100 millions de graines
Cette propension à la démesure se retrouve dans les œuvres de Ai Wewei. Son installation de 2007 avec 1 001 chaises anciennes29″ (Fairytale Chairs) versait déjà dans le monumental. La même année, il délaisse la pop chinoise pour s’attaquer au monument à la Troisième-Internationale de Vladimir Tatline, comme symbole des utopies passées, « mais jamais réalisées30». L’œuvre est imposante dans tous les sens du terme (Fountain of Light). Les 42 bicyclettes de 2003 (Forever) sont devenues 1 200 en 2011, aussi rutilantes que parfaitement alignées les unes sur les autres, les unes à côté des autres, saturant l’espace31. Trois ans plus tard, il réutilise l’assemblage de bicyclettes pour un lustre colossal (Stacked, 2014). Mais c’est avec Sunflowers Seeds, en 2010, que le gigantisme acquiert définitivement sa valeur architectonique. Conçue à Londres pour le Turbine Hall de la Tate Modern – temple absolu de la démesure artistique – l’installation est composée de dix tonnes de graines de tournesol en porcelaine, soit 100 millions de graines.
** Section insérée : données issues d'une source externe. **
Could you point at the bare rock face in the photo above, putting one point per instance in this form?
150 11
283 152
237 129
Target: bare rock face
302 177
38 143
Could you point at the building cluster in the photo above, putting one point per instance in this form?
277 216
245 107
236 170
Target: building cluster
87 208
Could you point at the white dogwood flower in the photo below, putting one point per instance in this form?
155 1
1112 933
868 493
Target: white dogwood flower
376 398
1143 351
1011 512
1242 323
Ai Weiwei fait ici référence à une métaphore de Mao Zedong qui demande au peuple de se tourner vers lui « comme les tournesols vers le soleil ». Le projet est en grande partie financé par le géant de l’agro-alimentaire Unilever. Les graines sont produites pendant plus d’un an par 1 600 ouvriers dans les ateliers de Jingdezhen (province de Jiangxi), ville réputée pour la qualité de la céramique, mais touchée alors par une crise de développement industriel.
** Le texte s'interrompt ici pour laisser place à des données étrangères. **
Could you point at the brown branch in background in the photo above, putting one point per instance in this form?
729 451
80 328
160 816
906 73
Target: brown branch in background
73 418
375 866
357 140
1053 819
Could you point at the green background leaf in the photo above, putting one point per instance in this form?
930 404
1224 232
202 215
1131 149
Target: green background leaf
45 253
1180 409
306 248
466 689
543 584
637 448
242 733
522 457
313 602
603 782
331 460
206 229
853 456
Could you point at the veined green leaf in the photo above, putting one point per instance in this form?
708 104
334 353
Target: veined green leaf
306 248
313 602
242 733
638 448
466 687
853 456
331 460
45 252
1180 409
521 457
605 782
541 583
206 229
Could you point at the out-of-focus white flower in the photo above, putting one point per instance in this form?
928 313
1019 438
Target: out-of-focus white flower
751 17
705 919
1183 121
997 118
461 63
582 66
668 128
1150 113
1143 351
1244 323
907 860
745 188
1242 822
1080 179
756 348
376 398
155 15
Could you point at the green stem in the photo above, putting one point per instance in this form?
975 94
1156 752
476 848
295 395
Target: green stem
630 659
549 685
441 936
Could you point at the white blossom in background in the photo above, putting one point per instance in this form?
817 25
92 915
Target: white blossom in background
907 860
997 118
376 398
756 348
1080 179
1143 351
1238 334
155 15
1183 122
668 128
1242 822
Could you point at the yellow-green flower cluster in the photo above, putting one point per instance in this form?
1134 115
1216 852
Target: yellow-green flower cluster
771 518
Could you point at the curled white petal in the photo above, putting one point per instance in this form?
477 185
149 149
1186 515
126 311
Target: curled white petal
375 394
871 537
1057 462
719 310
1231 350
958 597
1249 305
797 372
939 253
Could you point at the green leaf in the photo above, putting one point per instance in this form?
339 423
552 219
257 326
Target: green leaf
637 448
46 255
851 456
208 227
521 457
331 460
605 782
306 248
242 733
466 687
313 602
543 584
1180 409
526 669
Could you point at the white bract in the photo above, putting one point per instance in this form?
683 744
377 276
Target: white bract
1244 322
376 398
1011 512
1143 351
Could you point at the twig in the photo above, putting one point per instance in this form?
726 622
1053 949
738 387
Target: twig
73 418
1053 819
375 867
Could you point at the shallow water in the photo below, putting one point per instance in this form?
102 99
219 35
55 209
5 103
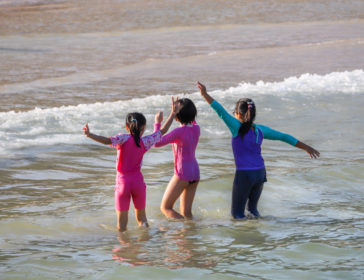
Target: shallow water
62 66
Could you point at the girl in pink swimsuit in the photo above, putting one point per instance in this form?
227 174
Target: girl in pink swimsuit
131 148
186 176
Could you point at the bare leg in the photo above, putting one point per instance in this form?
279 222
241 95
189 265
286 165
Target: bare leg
187 198
122 220
141 217
172 193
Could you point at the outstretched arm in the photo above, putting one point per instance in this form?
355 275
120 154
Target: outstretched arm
309 150
232 123
176 106
97 138
272 134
On parle à l’époque d’un acte de « solidarité empathique » pour « la survie économique d’une activité manuelle sur le déclin ». Trois ans plus tard, Ai Weiwei déclare pourtant au journaliste Pierre Haski pour Rue 89 : « La Chine n’a su se développer que parce qu’elle a pu bénéficier des résultats de la civilisation occidentale. Elle a copié, elle est devenue un pays de main-d’œuvre bon marché, pour faire des produits que l’Occident ne veut plus faire car c’est mauvais pour l’environnement ou que cela coûte très cher. L’Occident vit aujourd’hui de la tragédie chinoise, si la Chine n’en est pas consciente, elle est stupide ! ».
Rapide et viral
Aussitôt sorti de détention, Ai Weiwei accélère sa présence sur les réseaux non plus via son blog mais sur Twitter, en détournant les procédés techniques de la censure notamment au moyen des VPN (réseaux virtuels privés). L’information est instantanée et encore plus virale. Les textes limités à 140 signes sont forcément plus sibyllins32. Ai Weiwei n’a plus le temps de mener des enquêtes approfondies ; il donne des avis un peu sur tout et se pose en héraut de la liberté d’expression, prenant par exemple fait et cause en faveur du Printemps arabe. Cette campagne quotidienne (une centaine de tweets par jour et près de 75 000 « suiveurs » quotidiens en 2012) s’accompagne de la diffusion massive de photographies. « Je ne m’intéresse pas tellement à la photographie et je ne me soucie pas vraiment des sujets de mes photos33. » « Il se contente d’en faire beaucoup », ajoute Carol Yinghua Lu dans un article consacré au sujet34. Ai Weiwei va encore plus loin : « La photographie est un médium trompeur et dangereux […]. Elle ne peut ni enregistrer, ni exprimer la réalité. Elle évacue l’authenticité de la réalité qu’elle représente et ne fait qu’éloigner encore plus de nous cette réalité35. » Cette prise de position tranchée est un comble au vu de l’usage massif qu’il fait de la photographie non seulement dans son activité militante sur le web, mais aussi dans sa production artistique, allant même jusqu’à accepter que quatre institutions organisent entre 2011 et 2012 une rétrospective de ses œuvres photographiques. Comme l’a souligné le journaliste Jed Perl dans un article daté de février 201336, ces expositions avaient le mérite de montrer à quel point ses photographies sont dénuées de tout intérêt esthétique, si ce n’est de produire des messages qui peuvent tout à fait se résumer par un tweet37.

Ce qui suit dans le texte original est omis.